How Fast Does the Earth Spin?
The Earth is like a big ball, and it spins so as to turn around once every 24 hours. This means the surface of the Earth is moving pretty fast. If you were in the United States, then you would be amazed to know that you are being whirled along right now at the rate of about eight hundred miles (1,280 km) an hour.
Since the Earth moves in one piece, a place on the equator will have to move faster to complete a turn in 24 hours. At the equator, the Earth is spinning about 1,000 miles (1,600 km) per hour, but a person standing at the North Pole would only be turned around once in 24 hours.

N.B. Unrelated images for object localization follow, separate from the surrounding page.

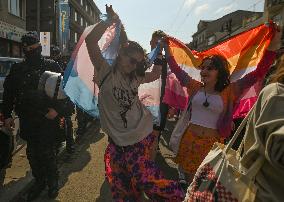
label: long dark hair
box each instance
[203,55,230,92]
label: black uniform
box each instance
[2,57,63,194]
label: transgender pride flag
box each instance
[164,23,275,118]
[63,21,121,117]
[63,20,161,123]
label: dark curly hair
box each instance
[152,30,166,39]
[202,55,230,92]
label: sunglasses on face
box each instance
[199,65,217,71]
[128,56,139,65]
[126,54,145,66]
[23,43,40,52]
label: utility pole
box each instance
[37,0,40,34]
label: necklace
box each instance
[203,88,210,108]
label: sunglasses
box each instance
[129,56,139,65]
[126,54,145,66]
[23,43,40,52]
[199,65,217,71]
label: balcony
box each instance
[267,0,284,7]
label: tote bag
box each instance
[184,107,264,202]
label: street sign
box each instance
[40,32,50,57]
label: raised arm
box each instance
[141,65,162,84]
[163,39,196,88]
[85,5,122,73]
[232,50,276,97]
[232,25,281,97]
[140,55,164,84]
[85,22,109,72]
[166,55,191,87]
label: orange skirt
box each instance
[174,127,223,175]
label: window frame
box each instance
[75,32,78,43]
[74,11,78,21]
[8,0,23,18]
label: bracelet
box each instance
[153,124,161,131]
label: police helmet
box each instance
[21,31,40,47]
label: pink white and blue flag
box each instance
[63,20,161,124]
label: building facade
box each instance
[264,0,284,47]
[25,0,101,56]
[189,10,263,51]
[0,0,26,57]
[66,0,100,54]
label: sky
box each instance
[95,0,265,52]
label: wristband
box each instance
[153,124,161,131]
[154,57,163,66]
[100,14,119,26]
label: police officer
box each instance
[2,32,63,200]
[51,46,75,153]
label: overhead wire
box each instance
[168,0,187,31]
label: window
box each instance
[80,0,83,6]
[75,32,78,42]
[272,14,282,26]
[90,9,92,17]
[8,0,23,17]
[85,21,88,27]
[81,17,83,26]
[208,35,216,45]
[75,11,77,21]
[85,4,88,12]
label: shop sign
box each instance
[40,32,50,57]
[0,20,26,42]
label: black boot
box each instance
[26,180,46,201]
[48,180,59,199]
[66,144,75,154]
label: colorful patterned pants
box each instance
[105,133,185,202]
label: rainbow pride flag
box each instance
[163,23,275,119]
[63,20,161,123]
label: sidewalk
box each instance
[0,144,31,202]
[0,116,95,202]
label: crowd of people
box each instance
[1,4,284,202]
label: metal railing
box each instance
[267,0,284,7]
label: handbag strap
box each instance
[225,105,265,180]
[241,156,265,180]
[225,105,255,154]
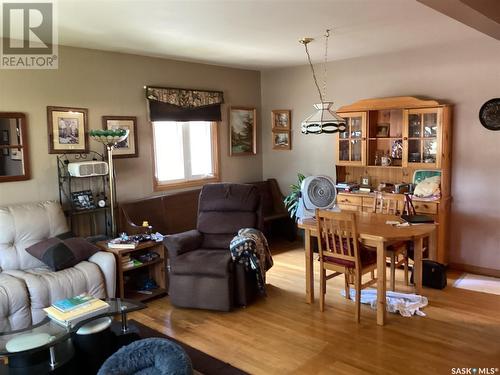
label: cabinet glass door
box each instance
[404,109,441,168]
[336,112,366,166]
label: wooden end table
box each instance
[97,241,168,302]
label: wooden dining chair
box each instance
[372,193,409,290]
[315,209,377,322]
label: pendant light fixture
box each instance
[300,29,346,134]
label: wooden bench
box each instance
[248,178,296,241]
[119,179,296,241]
[118,189,200,235]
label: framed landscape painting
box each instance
[229,107,256,156]
[102,116,138,158]
[47,106,88,154]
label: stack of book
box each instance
[122,255,142,270]
[108,237,138,249]
[335,182,360,192]
[44,293,110,328]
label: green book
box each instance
[51,293,94,313]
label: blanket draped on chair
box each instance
[230,228,273,295]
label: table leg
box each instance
[304,229,314,304]
[49,346,57,369]
[414,236,423,294]
[428,228,437,261]
[376,241,386,326]
[121,306,129,333]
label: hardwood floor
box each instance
[130,241,500,374]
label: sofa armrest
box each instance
[163,229,203,259]
[88,251,116,298]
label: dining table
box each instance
[298,212,437,325]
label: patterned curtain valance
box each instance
[146,86,224,122]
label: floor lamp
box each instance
[90,129,129,237]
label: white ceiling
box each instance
[56,0,486,70]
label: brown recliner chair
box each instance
[163,183,262,311]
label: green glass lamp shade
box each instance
[90,129,129,145]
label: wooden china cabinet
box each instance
[335,96,452,264]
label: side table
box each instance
[97,240,168,301]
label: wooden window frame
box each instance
[152,121,220,191]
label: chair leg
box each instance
[322,268,327,295]
[355,271,361,323]
[344,274,350,300]
[404,253,409,286]
[319,267,325,312]
[371,270,375,279]
[390,253,396,292]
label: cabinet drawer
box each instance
[362,197,375,208]
[337,195,362,206]
[338,204,359,212]
[413,201,438,214]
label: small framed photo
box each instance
[102,116,138,158]
[272,110,291,130]
[376,123,390,137]
[361,175,371,186]
[71,190,95,210]
[11,149,22,160]
[47,106,89,154]
[272,131,291,150]
[229,106,257,156]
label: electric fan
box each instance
[296,175,339,221]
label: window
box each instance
[152,121,219,190]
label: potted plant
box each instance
[283,173,306,222]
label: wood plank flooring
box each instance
[130,241,500,375]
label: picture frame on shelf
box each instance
[376,123,390,137]
[102,116,138,158]
[229,106,257,156]
[47,106,89,154]
[272,110,291,130]
[11,148,22,160]
[71,190,96,210]
[272,131,291,150]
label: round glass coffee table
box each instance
[0,298,145,374]
[0,317,72,374]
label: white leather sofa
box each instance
[0,201,116,330]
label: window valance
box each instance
[146,86,224,122]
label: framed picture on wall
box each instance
[272,131,291,150]
[102,116,138,158]
[47,106,89,154]
[272,110,291,130]
[229,106,257,156]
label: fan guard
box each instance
[306,177,336,208]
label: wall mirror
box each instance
[0,112,30,182]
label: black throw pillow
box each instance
[26,237,99,271]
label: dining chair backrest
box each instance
[372,193,405,215]
[316,209,360,267]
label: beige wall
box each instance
[0,46,262,205]
[261,37,500,271]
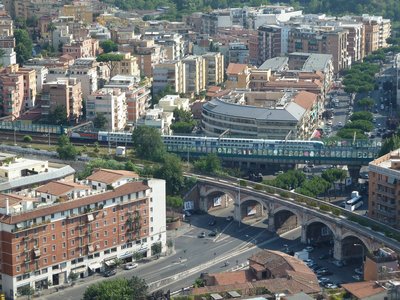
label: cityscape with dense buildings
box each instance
[0,0,399,299]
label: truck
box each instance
[294,250,309,261]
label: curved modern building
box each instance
[202,97,316,140]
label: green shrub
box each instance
[23,135,32,143]
[239,179,247,187]
[254,184,263,190]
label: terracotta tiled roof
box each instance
[226,63,248,75]
[0,194,25,208]
[341,281,386,299]
[36,181,90,196]
[211,270,256,286]
[0,181,149,225]
[87,169,139,185]
[293,91,317,110]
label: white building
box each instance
[69,58,98,99]
[157,95,190,113]
[136,108,173,134]
[87,88,127,131]
[23,65,48,93]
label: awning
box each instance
[210,294,223,300]
[227,291,241,298]
[104,256,118,267]
[119,251,133,259]
[34,249,41,258]
[137,247,148,254]
[87,214,94,222]
[71,266,86,274]
[88,262,102,270]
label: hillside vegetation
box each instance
[100,0,400,20]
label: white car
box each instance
[304,246,314,252]
[352,274,362,281]
[123,263,138,270]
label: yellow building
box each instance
[61,3,93,24]
[182,55,206,95]
[110,52,140,78]
[203,52,224,86]
[225,63,250,89]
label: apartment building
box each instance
[16,67,37,109]
[395,54,400,108]
[0,68,23,119]
[68,58,98,100]
[257,25,282,65]
[202,52,224,86]
[182,55,206,95]
[152,60,186,94]
[60,3,93,23]
[62,38,99,60]
[136,108,173,135]
[287,26,350,72]
[368,149,400,229]
[157,95,190,113]
[356,14,391,54]
[130,39,165,78]
[227,42,249,65]
[0,169,166,299]
[86,88,127,132]
[41,78,82,123]
[144,32,184,61]
[0,12,13,36]
[225,63,250,90]
[0,36,16,67]
[104,75,152,124]
[339,21,365,63]
[109,52,140,79]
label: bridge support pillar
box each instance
[333,238,343,261]
[234,203,241,222]
[348,165,361,184]
[301,224,307,244]
[268,214,275,232]
[199,196,208,212]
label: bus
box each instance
[345,196,363,211]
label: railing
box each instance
[189,172,400,247]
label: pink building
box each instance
[62,38,99,59]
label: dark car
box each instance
[208,230,217,237]
[226,216,234,222]
[104,269,117,277]
[208,219,217,226]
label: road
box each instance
[40,208,302,300]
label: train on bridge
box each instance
[67,131,380,161]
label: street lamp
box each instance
[354,243,365,265]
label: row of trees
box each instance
[342,62,379,94]
[268,168,347,198]
[336,110,375,139]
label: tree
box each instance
[350,111,373,122]
[23,135,32,143]
[171,121,195,133]
[357,98,374,110]
[100,40,118,53]
[152,84,176,107]
[132,251,143,262]
[271,170,306,190]
[155,153,183,195]
[47,105,68,126]
[96,53,124,75]
[194,153,222,175]
[14,29,33,65]
[345,120,374,132]
[321,169,347,185]
[379,134,400,156]
[68,272,79,285]
[18,285,34,300]
[57,135,78,160]
[132,126,166,161]
[337,128,367,139]
[166,195,183,215]
[93,113,108,130]
[83,276,148,300]
[151,242,162,256]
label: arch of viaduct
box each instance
[198,181,395,261]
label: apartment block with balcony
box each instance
[131,40,165,78]
[225,63,250,90]
[0,12,13,36]
[368,149,400,229]
[356,15,391,54]
[68,58,98,100]
[86,88,127,132]
[288,26,350,72]
[227,42,249,65]
[104,75,152,125]
[16,67,37,109]
[109,52,140,79]
[202,52,224,86]
[62,38,99,60]
[0,168,166,300]
[0,68,24,119]
[0,36,16,67]
[257,25,282,65]
[144,32,184,61]
[182,55,206,95]
[41,78,82,124]
[153,60,186,94]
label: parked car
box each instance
[208,230,217,237]
[104,269,117,277]
[304,246,314,252]
[123,263,138,270]
[352,274,362,281]
[325,283,338,289]
[354,267,363,275]
[226,216,234,222]
[317,269,333,276]
[332,260,344,267]
[198,232,206,238]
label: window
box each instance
[62,232,65,237]
[62,242,66,248]
[44,258,47,264]
[113,217,116,223]
[52,245,56,251]
[52,235,56,240]
[104,240,108,246]
[104,231,108,237]
[43,248,47,254]
[52,256,56,262]
[113,227,116,233]
[51,224,55,230]
[16,266,20,273]
[43,237,47,243]
[71,229,75,235]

Earth is moving at a fixed rate, and we’re all moving along with it, and that’s why we don’t feel Earth’s spin. If Earth’s spin were suddenly to speed up or slow down, you would definitely feel it.
The constant spin of the Earth had our ancestors pretty confused about the true nature of the cosmos. They noticed that the stars, and the sun and the moon, all appeared to move above the Earth. Because they couldn’t feel Earth move, they logically interpreted this observation to mean that Earth was stationary and “the heavens” moved above us.
With the notable exception of the early Greek scientist Aristarchus, who first proposed a heliocentric (sun-centered) model of the universe hundreds of years Before Common Era, the world’s great thinkers upheld the geocentric (Earth-centered) idea of the cosmos for many centuries.
It wasn’t until the 16th Century that the heliocentric model of Copernicus began to be discussed and understood. While not without errors, Copernicus’ model eventually convinced the world that Earth spun on its axis beneath the stars, and also moved in orbit around the sun.